When designing nonclinical toxicology studies, sponsors should also consider including study arms that test drug product material at or near the end of the expected shelf-life or material that contains adequate levels of drug product degradants in order for these studies to be useful to qualify drug product degradants from both a systemic and local perspective. The safety justification for any compounds identified as leachables in the long-term stability samples may also be tested in this study which may obviate the need for a second toxicology study to support degradants and leachables prior to the new drug application (NDA) submission. Careful consideration of the entire development program can reduce animal use and ultimately cost of the development program.
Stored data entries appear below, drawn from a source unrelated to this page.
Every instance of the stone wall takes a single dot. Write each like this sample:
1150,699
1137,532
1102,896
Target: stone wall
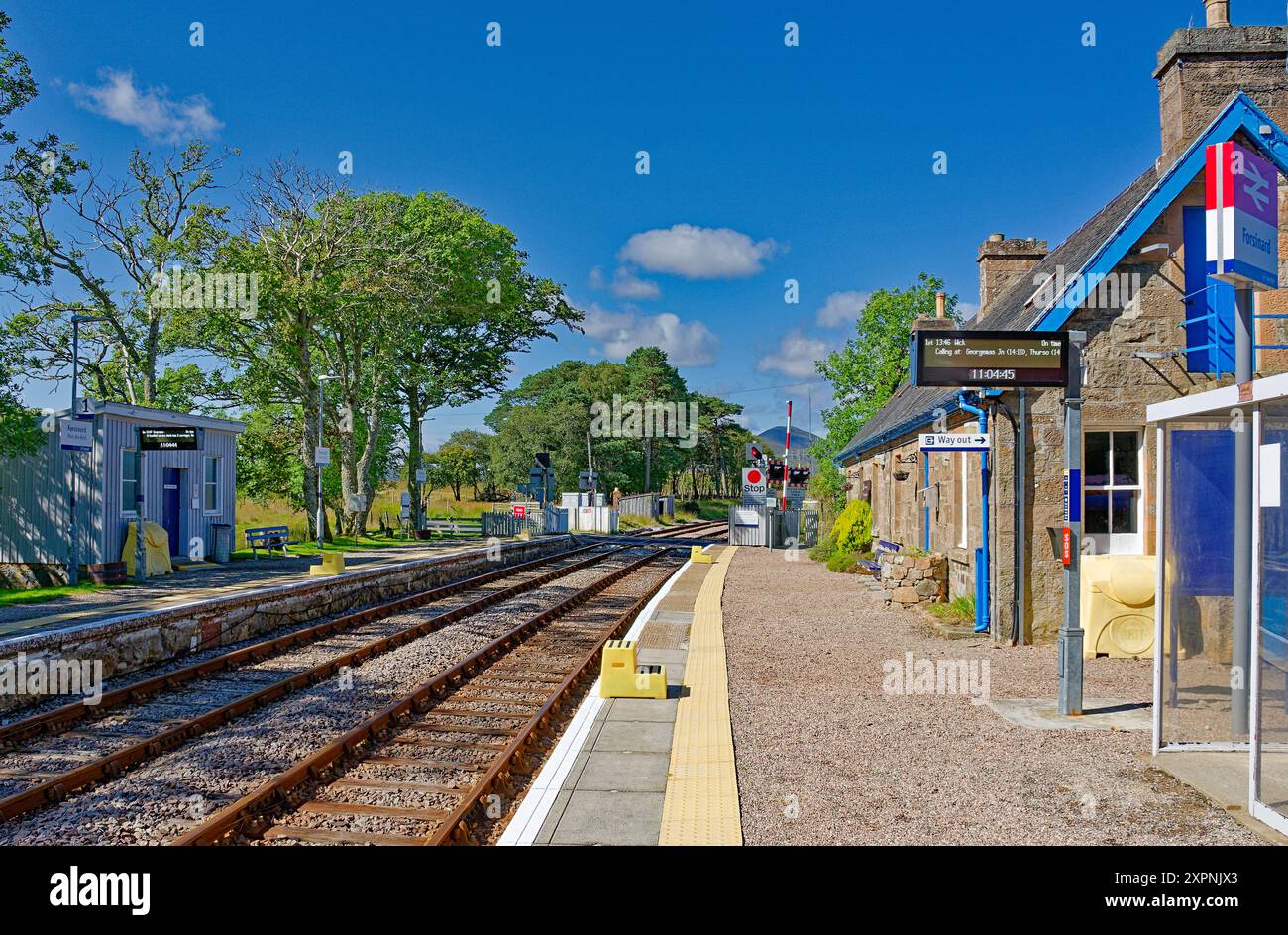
134,642
911,579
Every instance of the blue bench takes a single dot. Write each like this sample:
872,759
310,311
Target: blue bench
269,537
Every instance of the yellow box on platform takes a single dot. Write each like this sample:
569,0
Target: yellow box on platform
623,677
333,563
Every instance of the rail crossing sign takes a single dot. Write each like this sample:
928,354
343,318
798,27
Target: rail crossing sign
990,359
1241,217
954,441
755,484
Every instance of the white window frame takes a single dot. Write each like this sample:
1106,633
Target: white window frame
206,484
133,507
1120,543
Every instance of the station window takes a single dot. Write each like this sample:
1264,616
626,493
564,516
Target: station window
1113,491
210,487
129,480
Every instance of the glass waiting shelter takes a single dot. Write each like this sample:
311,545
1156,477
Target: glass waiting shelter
1220,681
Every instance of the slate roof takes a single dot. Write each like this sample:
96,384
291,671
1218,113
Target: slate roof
914,406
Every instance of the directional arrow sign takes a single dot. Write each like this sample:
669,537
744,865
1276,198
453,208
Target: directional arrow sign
935,441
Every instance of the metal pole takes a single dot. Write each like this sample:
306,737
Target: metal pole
1021,523
321,518
141,552
1241,636
1070,631
73,552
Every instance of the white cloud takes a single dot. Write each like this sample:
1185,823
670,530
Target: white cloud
154,112
795,356
841,308
626,283
697,253
687,344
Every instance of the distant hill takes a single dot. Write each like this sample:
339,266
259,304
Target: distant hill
777,437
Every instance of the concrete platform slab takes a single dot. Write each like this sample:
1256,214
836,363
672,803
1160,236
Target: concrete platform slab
642,710
1099,714
625,772
1223,777
651,737
610,818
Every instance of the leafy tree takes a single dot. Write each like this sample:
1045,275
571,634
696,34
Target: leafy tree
867,371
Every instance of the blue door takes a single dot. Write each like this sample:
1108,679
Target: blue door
171,507
1205,296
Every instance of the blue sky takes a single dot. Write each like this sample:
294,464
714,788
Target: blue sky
767,162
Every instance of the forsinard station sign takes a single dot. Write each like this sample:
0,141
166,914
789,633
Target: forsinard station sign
990,359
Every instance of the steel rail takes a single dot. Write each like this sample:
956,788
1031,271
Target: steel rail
56,788
277,791
455,828
134,691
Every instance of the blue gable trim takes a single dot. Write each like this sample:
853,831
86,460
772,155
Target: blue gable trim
1239,114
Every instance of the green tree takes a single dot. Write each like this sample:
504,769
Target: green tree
867,371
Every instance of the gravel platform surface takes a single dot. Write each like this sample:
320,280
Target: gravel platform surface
827,756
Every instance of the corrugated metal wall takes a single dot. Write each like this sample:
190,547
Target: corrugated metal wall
35,494
35,498
194,520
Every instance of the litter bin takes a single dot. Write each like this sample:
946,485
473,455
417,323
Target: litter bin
223,544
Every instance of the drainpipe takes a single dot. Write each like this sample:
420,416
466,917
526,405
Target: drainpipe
925,497
982,616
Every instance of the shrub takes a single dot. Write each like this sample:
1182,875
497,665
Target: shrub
840,562
853,528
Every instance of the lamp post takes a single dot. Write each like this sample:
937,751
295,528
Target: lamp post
73,552
321,517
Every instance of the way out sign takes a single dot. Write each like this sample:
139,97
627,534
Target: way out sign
954,441
1241,217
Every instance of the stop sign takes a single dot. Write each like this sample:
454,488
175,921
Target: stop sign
754,484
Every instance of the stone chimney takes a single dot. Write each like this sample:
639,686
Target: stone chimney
1198,69
1003,260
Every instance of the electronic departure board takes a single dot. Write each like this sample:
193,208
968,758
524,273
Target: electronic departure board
990,359
167,438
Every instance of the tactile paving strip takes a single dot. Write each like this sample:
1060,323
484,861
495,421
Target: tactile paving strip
700,805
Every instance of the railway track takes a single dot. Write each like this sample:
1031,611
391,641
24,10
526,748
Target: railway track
698,530
446,759
47,758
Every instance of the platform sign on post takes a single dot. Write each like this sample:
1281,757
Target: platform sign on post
1241,217
75,434
953,441
988,359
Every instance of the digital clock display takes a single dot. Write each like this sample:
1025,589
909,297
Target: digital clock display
990,359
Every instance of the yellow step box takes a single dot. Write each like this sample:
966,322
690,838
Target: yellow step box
623,677
333,563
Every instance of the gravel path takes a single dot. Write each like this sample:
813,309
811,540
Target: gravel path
825,756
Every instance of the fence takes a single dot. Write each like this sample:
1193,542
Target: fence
760,524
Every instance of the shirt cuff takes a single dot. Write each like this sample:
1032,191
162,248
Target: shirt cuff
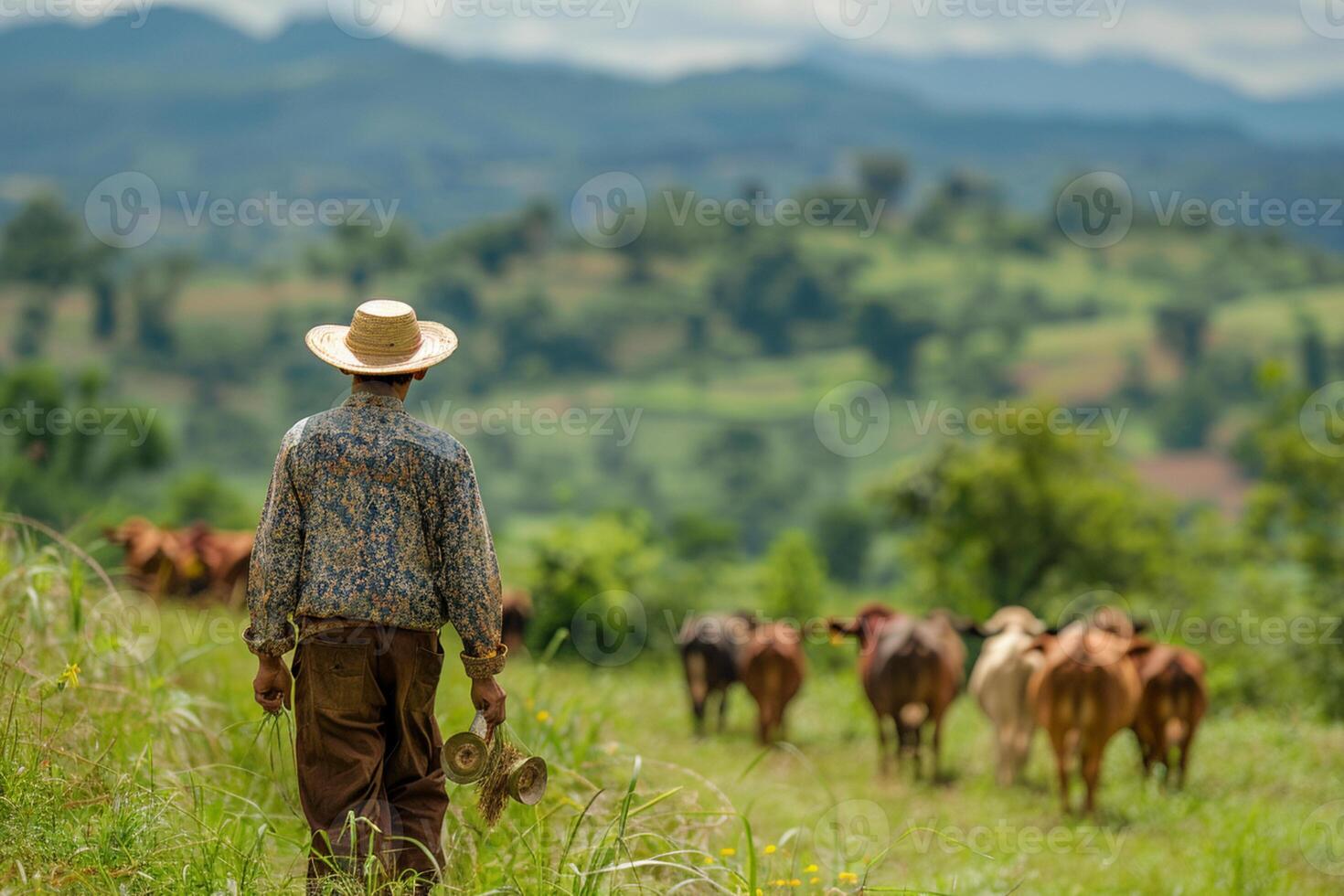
276,646
485,667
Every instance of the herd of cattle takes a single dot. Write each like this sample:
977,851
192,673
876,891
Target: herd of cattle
188,561
203,561
1083,684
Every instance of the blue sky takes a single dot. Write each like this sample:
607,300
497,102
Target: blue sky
1264,48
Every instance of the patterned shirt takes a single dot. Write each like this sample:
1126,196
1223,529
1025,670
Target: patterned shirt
372,515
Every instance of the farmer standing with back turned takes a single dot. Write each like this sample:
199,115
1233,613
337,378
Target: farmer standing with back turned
371,539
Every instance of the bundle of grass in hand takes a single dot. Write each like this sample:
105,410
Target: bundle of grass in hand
492,789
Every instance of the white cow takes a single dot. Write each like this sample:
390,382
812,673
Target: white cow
998,683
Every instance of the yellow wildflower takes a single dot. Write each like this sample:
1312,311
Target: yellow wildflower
70,677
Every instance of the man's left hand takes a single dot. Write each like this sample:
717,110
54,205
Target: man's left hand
273,684
488,698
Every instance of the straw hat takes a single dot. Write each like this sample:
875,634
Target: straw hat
383,337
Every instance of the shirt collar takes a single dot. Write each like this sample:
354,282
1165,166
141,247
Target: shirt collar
374,395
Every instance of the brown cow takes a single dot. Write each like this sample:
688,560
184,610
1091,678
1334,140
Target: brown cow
185,561
1085,690
517,613
772,666
709,652
1174,701
910,669
225,558
159,561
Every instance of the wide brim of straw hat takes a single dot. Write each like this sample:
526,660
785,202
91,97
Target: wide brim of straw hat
328,343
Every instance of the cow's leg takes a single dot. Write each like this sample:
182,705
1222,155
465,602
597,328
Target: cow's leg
1058,743
883,756
937,744
917,749
902,741
1184,755
1021,747
1006,735
1163,752
1092,753
698,716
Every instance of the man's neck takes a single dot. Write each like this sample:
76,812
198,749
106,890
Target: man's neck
379,389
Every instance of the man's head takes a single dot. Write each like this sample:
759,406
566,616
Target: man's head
385,343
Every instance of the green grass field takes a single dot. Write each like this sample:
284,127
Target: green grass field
163,776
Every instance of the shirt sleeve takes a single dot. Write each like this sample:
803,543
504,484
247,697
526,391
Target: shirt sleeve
273,575
468,575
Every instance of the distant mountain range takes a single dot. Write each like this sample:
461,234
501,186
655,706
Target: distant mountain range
1098,89
314,113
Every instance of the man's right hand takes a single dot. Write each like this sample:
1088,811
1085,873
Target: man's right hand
489,698
273,684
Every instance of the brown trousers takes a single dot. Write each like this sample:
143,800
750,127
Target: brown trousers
368,749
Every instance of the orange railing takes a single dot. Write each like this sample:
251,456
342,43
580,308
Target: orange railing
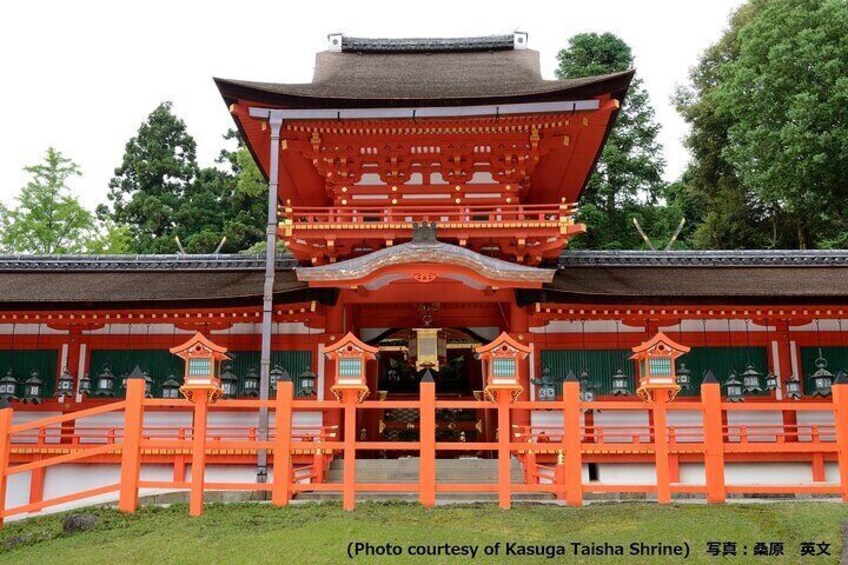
552,455
442,214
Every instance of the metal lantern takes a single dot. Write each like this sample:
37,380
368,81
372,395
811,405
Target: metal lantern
683,377
733,386
587,387
620,384
793,388
65,383
32,388
229,382
822,378
771,381
306,382
148,384
546,390
171,387
752,379
275,375
105,382
251,383
8,386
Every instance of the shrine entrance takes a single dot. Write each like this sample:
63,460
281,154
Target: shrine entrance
456,373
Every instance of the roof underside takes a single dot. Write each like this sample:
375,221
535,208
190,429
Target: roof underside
40,283
379,79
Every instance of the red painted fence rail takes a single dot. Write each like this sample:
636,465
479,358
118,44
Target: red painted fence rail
552,455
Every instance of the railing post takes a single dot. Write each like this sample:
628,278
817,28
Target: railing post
840,419
573,465
131,444
427,439
503,399
713,440
349,401
281,485
5,446
201,399
661,447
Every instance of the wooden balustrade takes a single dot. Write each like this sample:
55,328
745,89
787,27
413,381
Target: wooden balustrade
553,455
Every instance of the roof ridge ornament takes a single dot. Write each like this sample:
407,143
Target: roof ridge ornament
425,232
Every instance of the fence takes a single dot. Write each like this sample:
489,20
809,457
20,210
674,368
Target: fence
568,445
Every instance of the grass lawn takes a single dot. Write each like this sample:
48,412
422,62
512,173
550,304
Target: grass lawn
313,533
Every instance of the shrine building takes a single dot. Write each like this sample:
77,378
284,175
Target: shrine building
425,193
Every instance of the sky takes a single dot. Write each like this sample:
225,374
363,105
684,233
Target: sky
82,76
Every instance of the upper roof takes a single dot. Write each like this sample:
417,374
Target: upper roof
672,277
432,71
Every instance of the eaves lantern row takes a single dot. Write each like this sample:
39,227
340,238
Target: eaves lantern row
203,360
501,359
655,360
351,356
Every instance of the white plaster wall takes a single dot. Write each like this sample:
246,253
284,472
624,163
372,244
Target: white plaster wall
612,420
627,473
17,489
692,474
758,418
690,424
767,473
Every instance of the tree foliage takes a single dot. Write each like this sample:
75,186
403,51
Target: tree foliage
628,181
160,193
769,129
49,219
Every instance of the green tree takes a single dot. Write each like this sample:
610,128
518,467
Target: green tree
158,167
628,181
769,129
48,218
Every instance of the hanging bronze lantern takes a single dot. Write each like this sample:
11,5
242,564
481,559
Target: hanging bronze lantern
751,379
32,388
793,388
105,382
771,381
229,382
251,384
171,388
306,383
620,384
822,378
683,378
733,386
64,384
8,386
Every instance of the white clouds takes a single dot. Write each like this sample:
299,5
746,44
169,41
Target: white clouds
82,75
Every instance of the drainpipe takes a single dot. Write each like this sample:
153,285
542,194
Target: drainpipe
276,122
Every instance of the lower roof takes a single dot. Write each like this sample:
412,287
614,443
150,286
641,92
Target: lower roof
692,277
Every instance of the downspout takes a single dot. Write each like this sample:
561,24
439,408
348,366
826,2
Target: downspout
276,122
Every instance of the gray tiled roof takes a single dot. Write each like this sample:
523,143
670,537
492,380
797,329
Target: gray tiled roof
407,45
219,262
724,258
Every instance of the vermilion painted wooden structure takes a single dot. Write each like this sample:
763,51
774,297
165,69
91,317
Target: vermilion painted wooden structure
446,202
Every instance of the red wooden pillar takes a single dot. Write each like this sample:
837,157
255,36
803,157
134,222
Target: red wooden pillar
427,437
131,445
201,399
503,398
661,446
5,447
281,486
840,419
784,360
571,441
713,440
333,332
519,329
349,400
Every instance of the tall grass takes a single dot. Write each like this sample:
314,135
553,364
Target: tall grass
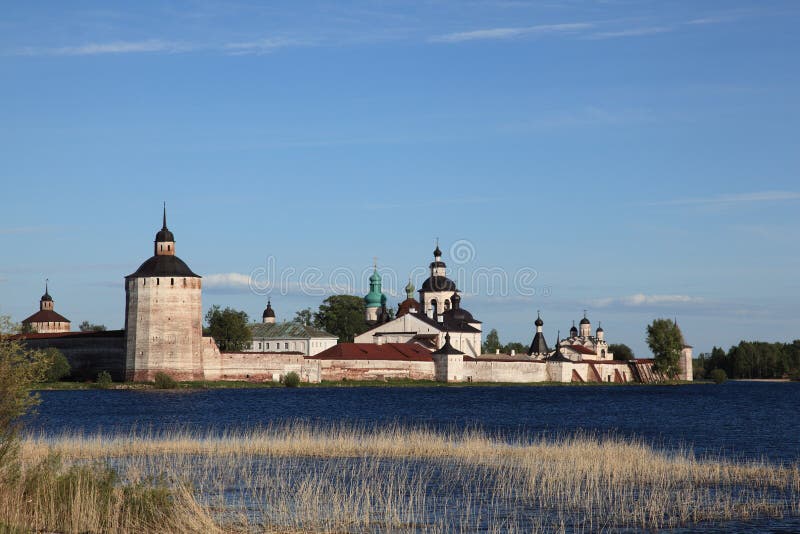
300,477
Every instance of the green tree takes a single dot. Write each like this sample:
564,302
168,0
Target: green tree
342,316
229,328
621,351
20,369
86,326
492,343
58,365
665,340
304,317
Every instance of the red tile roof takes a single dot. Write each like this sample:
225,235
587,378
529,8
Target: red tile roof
369,351
46,316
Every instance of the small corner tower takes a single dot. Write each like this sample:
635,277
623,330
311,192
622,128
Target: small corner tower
163,315
586,326
538,347
268,317
46,320
375,300
448,362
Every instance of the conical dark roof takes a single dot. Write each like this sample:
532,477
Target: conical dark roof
447,348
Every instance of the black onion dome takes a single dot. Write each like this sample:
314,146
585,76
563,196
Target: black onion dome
458,315
164,235
438,283
163,266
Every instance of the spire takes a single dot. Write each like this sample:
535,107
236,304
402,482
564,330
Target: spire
437,253
410,289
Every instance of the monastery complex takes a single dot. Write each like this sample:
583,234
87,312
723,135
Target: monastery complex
431,336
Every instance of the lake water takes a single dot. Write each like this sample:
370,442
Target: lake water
735,419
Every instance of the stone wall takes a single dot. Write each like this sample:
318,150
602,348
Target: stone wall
88,353
375,369
164,328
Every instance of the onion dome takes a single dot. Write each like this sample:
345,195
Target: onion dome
46,297
164,234
438,283
268,311
410,289
375,298
447,348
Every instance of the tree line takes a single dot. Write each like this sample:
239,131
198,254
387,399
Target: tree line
752,359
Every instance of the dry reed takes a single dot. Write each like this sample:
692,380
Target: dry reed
301,477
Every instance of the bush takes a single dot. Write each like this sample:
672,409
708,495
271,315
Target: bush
103,380
291,380
59,366
719,376
164,381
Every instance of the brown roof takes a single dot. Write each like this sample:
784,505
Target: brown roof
103,333
406,305
45,316
581,349
368,351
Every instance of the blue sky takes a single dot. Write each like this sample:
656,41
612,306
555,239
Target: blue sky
635,158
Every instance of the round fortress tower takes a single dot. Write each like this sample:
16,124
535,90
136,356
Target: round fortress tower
163,316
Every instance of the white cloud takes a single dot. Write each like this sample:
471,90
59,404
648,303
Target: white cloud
227,280
756,196
641,299
510,33
632,32
114,47
263,46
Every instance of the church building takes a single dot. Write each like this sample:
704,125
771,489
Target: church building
46,320
426,321
287,336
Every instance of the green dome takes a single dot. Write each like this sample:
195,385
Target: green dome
375,298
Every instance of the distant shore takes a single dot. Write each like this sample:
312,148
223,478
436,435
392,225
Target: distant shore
389,383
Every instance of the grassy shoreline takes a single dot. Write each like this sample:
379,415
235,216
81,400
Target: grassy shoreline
297,477
399,383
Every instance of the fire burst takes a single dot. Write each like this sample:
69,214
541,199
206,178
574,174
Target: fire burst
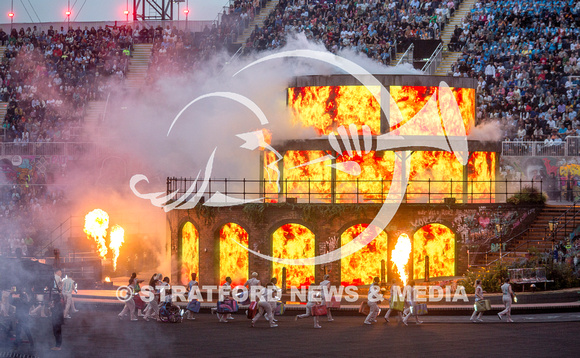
361,267
293,241
189,252
438,242
400,256
233,258
96,225
117,239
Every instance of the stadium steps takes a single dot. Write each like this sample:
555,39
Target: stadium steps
449,58
138,66
94,114
258,20
538,237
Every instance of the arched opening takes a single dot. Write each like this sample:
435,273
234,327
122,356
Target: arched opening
361,267
293,241
438,242
233,257
189,252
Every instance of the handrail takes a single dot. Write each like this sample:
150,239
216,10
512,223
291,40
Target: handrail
434,61
406,54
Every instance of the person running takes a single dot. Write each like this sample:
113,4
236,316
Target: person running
22,318
57,320
68,286
314,298
507,296
152,311
395,292
372,299
227,289
412,300
476,316
129,302
252,282
266,305
323,284
191,295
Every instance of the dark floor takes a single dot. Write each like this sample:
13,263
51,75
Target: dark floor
101,334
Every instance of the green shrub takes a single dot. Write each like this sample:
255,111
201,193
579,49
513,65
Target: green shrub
528,195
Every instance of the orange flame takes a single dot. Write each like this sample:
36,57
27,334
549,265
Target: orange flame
438,242
412,99
481,176
189,252
117,240
440,168
233,258
295,180
374,179
400,256
293,241
361,267
327,107
96,225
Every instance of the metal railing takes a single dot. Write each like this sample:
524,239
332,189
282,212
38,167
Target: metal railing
71,149
434,61
569,147
407,56
349,191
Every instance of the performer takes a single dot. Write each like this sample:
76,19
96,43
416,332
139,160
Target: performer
192,294
508,295
412,300
227,287
68,286
313,300
323,284
395,291
372,298
478,297
266,303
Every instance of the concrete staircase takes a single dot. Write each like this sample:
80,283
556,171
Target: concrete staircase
3,105
258,20
538,236
449,58
138,66
95,113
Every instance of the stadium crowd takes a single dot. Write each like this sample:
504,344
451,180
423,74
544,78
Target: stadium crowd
372,27
47,77
524,55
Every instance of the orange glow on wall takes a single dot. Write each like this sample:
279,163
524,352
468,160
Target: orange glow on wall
361,267
373,181
295,179
327,107
293,241
412,99
481,175
440,167
233,258
438,242
189,252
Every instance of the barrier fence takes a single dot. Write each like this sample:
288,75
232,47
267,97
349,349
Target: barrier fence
569,147
71,149
231,191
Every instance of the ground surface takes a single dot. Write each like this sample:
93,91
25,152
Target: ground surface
100,334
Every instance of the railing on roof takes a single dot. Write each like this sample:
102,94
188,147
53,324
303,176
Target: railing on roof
434,61
348,191
407,56
70,149
569,147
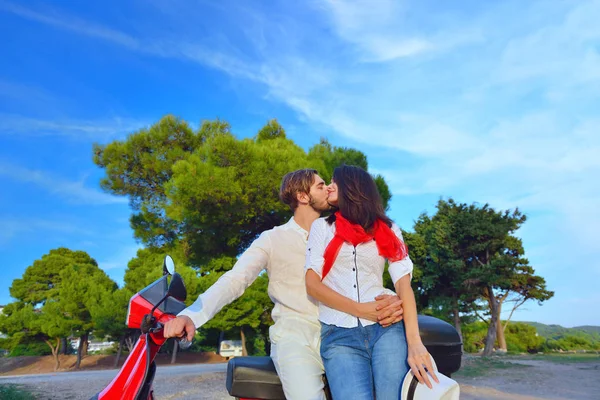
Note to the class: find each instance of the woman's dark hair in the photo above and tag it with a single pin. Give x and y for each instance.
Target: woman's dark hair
(358, 198)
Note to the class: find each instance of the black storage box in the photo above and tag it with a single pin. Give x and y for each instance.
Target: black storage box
(255, 377)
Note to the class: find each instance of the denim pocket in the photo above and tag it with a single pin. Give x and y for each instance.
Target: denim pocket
(326, 330)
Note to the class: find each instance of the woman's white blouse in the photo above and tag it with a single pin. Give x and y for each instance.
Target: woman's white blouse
(357, 272)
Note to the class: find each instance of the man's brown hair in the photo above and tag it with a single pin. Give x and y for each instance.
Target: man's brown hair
(296, 182)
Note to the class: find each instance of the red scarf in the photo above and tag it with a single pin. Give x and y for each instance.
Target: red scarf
(388, 244)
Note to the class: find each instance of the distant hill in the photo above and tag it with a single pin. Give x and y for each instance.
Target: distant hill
(557, 331)
(589, 328)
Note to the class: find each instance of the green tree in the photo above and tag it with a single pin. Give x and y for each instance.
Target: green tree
(41, 280)
(333, 156)
(472, 252)
(21, 322)
(436, 248)
(252, 311)
(207, 195)
(83, 287)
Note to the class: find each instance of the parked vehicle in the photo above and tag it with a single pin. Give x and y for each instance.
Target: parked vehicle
(253, 378)
(148, 311)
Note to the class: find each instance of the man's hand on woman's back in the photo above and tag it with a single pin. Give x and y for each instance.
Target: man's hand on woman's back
(390, 309)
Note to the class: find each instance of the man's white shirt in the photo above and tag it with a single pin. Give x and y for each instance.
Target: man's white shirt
(280, 251)
(357, 272)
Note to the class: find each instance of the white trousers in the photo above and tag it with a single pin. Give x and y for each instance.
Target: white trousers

The intra-articular route is not discussed in the FDA guidance document. As always, companies are encouraged to contact the review division for specific recommendations and consider unique aspects of the local environment.

Summary

Nonclinical toxicology studies are necessary to adequately inform the risk:benefit for experimental dosage forms for the proposed patient population and any subjects enrolled in clinical trials during development. For orally administered drugs, this safety assessment can be accomplished via standard oral toxicology development programs. However for many indications, it is desirable to obtain adequate local tissue concentrations of a drug and minimize systemic adverse effects. As such novel routes of administration have been employed which result in greater concentrations of drugs in local tissues than can be obtained following oral administration. As such, additional local tissue toxicity studies are necessary. These studies should characterize the impact on all tissues in the local environment that were not adequately characterized by existing toxicology studies. That local tissue assessment requires an understanding of not only the tissues in the local environment, but also how the drug is likely to distribute through and be cleared from the local tissues. One way to do this is to consider the “virtual space” in which the drug distributes to ensure that the toxicology studies adequately mimic the clinical setting. The FDA has provided some recommendations to address specific concerns regarding unique routes of administrations; however, guidances rarely provide specific details on how the studies are ultimately reviewed. As always, investigators who wish to pursue such development programs are encouraged to discuss their programs with regulatory agencies to ensure that studies are designed adequately to meet the needs of the program and minimize the use of animals.